By LAMECH JOHNSON
Tribune Staff Reporter
THE additional criminal courts initially scheduled for use at the beginning of this year will not be trying matters until January, Attorney General Allyson Maynard-Gibson said yesterday.
Speaking to The Tribune at the Court of Appeal’s special sitting ceremony that saw two appellate judges retire and a Supreme Court judge elevated, Mrs Maynard-Gibson said the courts will not open until the start of the new legal year.
“The reason for that is December 15, around there, the court will adjourn for the Christmas holidays and the new session will start with the opening of the new legal year in January,” she said.

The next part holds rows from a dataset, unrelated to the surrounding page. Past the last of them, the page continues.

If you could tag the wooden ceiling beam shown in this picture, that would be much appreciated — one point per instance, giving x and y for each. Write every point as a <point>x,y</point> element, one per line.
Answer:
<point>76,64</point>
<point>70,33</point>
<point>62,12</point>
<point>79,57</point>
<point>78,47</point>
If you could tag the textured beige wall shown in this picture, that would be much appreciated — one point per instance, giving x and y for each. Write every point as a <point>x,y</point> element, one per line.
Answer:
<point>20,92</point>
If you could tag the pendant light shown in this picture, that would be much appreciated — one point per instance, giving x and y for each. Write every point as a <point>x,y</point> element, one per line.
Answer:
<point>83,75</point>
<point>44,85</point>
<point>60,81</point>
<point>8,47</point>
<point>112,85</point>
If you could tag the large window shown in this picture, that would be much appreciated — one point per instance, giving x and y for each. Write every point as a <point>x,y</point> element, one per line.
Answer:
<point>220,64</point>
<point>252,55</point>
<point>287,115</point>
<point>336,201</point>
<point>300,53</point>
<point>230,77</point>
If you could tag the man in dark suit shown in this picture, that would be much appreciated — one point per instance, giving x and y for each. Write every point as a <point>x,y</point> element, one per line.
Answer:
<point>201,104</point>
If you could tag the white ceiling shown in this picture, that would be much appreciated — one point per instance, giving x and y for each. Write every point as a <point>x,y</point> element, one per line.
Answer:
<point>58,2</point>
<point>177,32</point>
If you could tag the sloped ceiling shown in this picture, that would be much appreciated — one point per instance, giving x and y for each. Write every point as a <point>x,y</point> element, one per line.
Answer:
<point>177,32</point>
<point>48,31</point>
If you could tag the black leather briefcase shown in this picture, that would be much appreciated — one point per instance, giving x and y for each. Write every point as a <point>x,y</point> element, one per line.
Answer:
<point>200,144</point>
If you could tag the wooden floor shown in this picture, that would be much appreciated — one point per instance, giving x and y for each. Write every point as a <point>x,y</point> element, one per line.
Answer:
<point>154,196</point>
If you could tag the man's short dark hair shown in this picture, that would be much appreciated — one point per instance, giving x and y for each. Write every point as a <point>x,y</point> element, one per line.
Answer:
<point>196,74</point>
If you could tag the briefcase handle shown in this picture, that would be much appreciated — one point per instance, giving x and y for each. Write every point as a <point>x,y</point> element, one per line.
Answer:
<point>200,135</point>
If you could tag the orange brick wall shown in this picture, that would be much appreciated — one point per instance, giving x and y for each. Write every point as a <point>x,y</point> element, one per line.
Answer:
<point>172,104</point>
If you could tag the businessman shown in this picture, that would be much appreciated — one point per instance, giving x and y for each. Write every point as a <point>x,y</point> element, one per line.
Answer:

“I’m satisfied that at that time, it is expected that we will see trials held in that building. The good news is that the building is open right now. There are two judges that are operating out of the building, Justices Roger Gomez and Ian Winder.”
She explained that the two judges were not hearing cases but are “occupying the building and they are hearing matters like the preparation for cases and so forth, it’s ongoing, case management and other matters that are pre-trial”.
She said: “I really want to thank the judges of the Supreme Court, and most especially the chief justice. Everybody is deeply concerned that the system be seen to work and I want to say that there’s been tremendous collaboration in ensuring that the resources are brought to bear and that the processes are tweaked completely amended where necessary so that we can bring our system into the 21st century.”
Two weeks ago, before heading into a cabinet meeting, Minister of State for Legal Affairs Damian Gomez said the government has done “everything humanly possible” to speed up trials and expects the judiciary to do its job.
The new courts, on Bank Lane, are in the building that previously housed a magistrate’s court and the police prosecutions office as well as the Ansbacher Building.
These are expected to add to the six criminal courts currently in use.
At the new legal year opening ceremony earlier this year, Chief Justice Sir Michael Barnett had cautioned the government on the “dictatorial impression” it created in announcing a plan to have ten criminal courts run simultaneously in 2014.
Sir Michael said that any increase in the number of criminal courts would require more persons to serve as jurors and potential jurors would find that judges will be less inclined to excuse them from jury duty as judges have done in the past.